A user such as a compliance team member can search for or query the contracts via the metadata, captured in a large data store. They could look up the date or the timeframe in which the relevant agreement was active.

“The thing that often confounds organizations of every size is that you have to find the right agreement that matches a particular use case, being described for a particular group of users, and that is trying to do something with the data. That is something we focused on first,” Slavin says.

Users will be able to also leverage Google-style text search to look for relevant words or language within the metadata or the digital contract. The text is extracted from the documents using optical character recognition. The tools used to capture the contract lifecycle and make it searchable are currently in production.

Another core part of data licensing is entitlement—who in the enterprise is licensed to access which data. Roberts says the bank is in an advanced stage of developing its own language structure for determining usage rights, and is nearing production of an entitlement tool.

“You select the contract you have, and then use the tool we’ve created to select a series of permissions, constraints, and duties, which are associated with that contract. That then allows you to model the various usage rights in a similar structure to ODRL,” Roberts says.
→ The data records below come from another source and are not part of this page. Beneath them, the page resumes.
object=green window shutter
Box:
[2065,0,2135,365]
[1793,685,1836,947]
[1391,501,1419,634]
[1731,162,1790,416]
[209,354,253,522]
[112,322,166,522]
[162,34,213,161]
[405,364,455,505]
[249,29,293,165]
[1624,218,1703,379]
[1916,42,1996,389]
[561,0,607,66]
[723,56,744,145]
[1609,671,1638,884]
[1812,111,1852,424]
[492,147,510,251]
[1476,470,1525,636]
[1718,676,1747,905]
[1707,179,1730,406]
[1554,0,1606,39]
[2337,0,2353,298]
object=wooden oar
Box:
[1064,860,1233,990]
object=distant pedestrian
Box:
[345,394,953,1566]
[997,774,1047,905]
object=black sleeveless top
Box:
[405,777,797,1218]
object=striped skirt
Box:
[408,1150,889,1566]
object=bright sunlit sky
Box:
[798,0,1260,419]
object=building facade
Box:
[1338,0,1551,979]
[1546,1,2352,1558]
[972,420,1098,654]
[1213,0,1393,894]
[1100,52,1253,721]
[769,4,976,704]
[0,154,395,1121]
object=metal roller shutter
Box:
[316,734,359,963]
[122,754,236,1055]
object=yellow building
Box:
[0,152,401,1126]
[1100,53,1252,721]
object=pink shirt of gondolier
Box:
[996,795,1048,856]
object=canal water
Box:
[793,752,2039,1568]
A user can input into the entitlement tool who they are in the business, what datasets they want to use, and how they want to use them. The tool will let them know if they are or are not entitled to use the data, or flag that there are nuances that might require manual interpretation or other steps to be followed before it grants access to the data.

In a later phase of the build, JP Morgan will develop an engine to turn contract usage rights into ODRL. This could allow users to automate more of the processes around interpreting data licenses, help them to query data more systematically, and interact with other ODRL compliant systems. But achieving this is still some time away, Slavin says.

“The ODRL is an open technology, and open technologies are the glue between different implementations. They can speak the same language, and you do not have the Tower of Babel effect. We’re not at the point where our tech is ready to speak with other parties, but we built all of our systems on internal presentations and are heading toward being fully compliant and eventually completely adapting the ODRL once it is fully ready,” he says.

Marking territory

JP Morgan applied for patents for these data licensing tools two years ago to protect its intellectual property in a crowded marketplace, filing about seven patents with patent protection offices in various countries. The patent application process usually takes about three to four years from filing to approval.

JP Morgan has received a priority date for these patents, which is how the patent office determines which patents were filed first and therefore have priority over others. The patent office will then determine whether the inventions in the application are novel and unique, before JP Morgan’s application is approved.

“We have established the priority dates on a number of different inventions, with our intellectual property claims, and now we have to wait for the machinery of patenting to get to the final state,” Slavin says.

Despite these patent applications, he says, the bank won’t prevent other firms from building similar licensing tools. 

“Patenting is an important part of the process for the development of any new technology. However, we are building these technologies openly and we encourage others to do so as well. That will help the ecosystem,” he says.

JP Morgan has no current plans to sell the tools as commercial offerings, Slavin says, but adds that he can’t speak for the long-term plans of the bank’s product management team.